Love Poem: The Artist Song
Christine Phillips Avatar
Written by: Christine Phillips

The Artist Song

I dream the dream of yesterday of how we used to dance and play and how the music in the street brought the whole nation to its feet; the sun has come and gone and find you sitting on the lawn, waiting for an unexpected miracle but the days crept slowly as you splash paint on the canvas with abstract verses of the eighteenth century of man embracing the solitude in sculptures that appeared in the sun. 

 You can see them dangling in the sun forcing the heavens to get up and run  and the precisions that points to the sky embraces the thoughts that is bottled up inside. 

You can see a glimpse of life unfolding around you and destiny smiling at the dome beside you, the atlantics is gazing secretly at the side and the paint on the canvas is waiting for the bride. 

What do you have to exchange for a gift when you are surrounded with labels that doesn’t fit. You see those portraits on the wall? If you turn it the other way it will make you look tall and the ballerina standing upright that wasn’t supposed to be her plight. 

 I had a thousand women posing in front of me and I capture every detail with nails and fine pencil led. I have a thousand and ten frames hidden under my bed and I never see those women again.

 They all got paid and went their merry ways. But there is just one portrait that stands out and every time I looked at it, it stirs my mood and makes me want to shout.  

I put it inside for safe keeping and that is the portraits that makes me want to go on living. It is that portrait that catapult me to the top and it is the portrait that gives me all that I’ve got, someday it will take on real life and jump  off the canvas and be my bride.  

The secret of the pen is hidden at the point and the texture on the canvas and the space between is what makes life gleam on a soaring beam.

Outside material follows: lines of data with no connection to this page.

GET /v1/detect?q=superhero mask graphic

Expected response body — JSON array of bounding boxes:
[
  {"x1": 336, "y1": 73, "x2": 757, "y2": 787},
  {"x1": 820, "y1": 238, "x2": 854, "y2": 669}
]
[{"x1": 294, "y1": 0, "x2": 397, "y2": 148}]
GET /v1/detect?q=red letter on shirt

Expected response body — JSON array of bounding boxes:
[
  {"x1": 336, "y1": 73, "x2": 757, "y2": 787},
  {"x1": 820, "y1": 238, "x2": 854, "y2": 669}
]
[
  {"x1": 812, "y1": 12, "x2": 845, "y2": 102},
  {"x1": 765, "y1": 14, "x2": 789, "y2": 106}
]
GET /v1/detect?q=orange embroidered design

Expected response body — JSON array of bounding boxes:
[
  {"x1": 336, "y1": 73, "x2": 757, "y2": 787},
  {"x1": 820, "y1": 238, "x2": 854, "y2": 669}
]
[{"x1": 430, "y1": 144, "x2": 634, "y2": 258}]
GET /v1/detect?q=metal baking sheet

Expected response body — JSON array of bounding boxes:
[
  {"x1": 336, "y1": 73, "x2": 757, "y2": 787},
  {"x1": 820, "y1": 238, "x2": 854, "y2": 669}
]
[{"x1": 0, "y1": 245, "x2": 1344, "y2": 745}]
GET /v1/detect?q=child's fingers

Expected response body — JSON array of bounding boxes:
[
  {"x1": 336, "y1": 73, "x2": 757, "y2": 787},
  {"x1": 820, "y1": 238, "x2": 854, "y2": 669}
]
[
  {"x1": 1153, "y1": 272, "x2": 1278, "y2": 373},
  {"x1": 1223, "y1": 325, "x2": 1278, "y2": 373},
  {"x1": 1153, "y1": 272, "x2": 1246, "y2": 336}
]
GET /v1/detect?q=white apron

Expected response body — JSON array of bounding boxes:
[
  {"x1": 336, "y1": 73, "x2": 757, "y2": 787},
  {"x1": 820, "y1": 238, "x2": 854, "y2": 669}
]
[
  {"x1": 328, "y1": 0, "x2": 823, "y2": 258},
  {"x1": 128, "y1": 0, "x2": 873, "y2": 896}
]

I can splash the paint to the rhythm in your feet and create a masterpiece from little scraps thrown outside by the widow on the block, but the one that had everyone talking was the pieces that portray my daily living.

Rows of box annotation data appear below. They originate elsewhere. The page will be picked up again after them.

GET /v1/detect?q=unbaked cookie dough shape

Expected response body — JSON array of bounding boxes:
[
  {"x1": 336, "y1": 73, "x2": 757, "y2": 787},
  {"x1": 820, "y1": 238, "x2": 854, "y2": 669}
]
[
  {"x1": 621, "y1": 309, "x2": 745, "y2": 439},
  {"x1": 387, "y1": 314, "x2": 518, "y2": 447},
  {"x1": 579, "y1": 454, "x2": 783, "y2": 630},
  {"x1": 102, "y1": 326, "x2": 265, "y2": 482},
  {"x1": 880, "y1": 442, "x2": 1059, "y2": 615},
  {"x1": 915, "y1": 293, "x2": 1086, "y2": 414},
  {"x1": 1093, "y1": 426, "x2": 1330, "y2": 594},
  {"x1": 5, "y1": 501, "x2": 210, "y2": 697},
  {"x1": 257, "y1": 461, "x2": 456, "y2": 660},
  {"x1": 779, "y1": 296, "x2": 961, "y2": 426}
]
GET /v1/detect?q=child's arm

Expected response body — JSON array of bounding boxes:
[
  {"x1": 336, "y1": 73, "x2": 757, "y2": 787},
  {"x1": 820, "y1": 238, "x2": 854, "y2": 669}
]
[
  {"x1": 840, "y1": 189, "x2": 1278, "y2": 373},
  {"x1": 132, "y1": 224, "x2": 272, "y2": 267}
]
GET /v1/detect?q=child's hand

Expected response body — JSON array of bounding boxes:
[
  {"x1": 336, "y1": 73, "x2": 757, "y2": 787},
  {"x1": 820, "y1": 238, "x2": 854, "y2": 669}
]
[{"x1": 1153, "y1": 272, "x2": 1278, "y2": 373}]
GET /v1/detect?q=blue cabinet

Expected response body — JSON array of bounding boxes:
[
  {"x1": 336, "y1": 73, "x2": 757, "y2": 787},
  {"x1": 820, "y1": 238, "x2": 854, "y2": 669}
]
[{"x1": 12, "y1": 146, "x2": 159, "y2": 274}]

 It brought the multitude together, and had the rich and the poor shaking hand and the nervous ones holding their breath in astonishment.  

It was the village on the run and how I survived for four years and six month chewing gums, yes it was that painting that that filled the gallery and brought the house down every night and make trillion in broad day light, come and sing the artist song with me and learn how I survive this daily misery.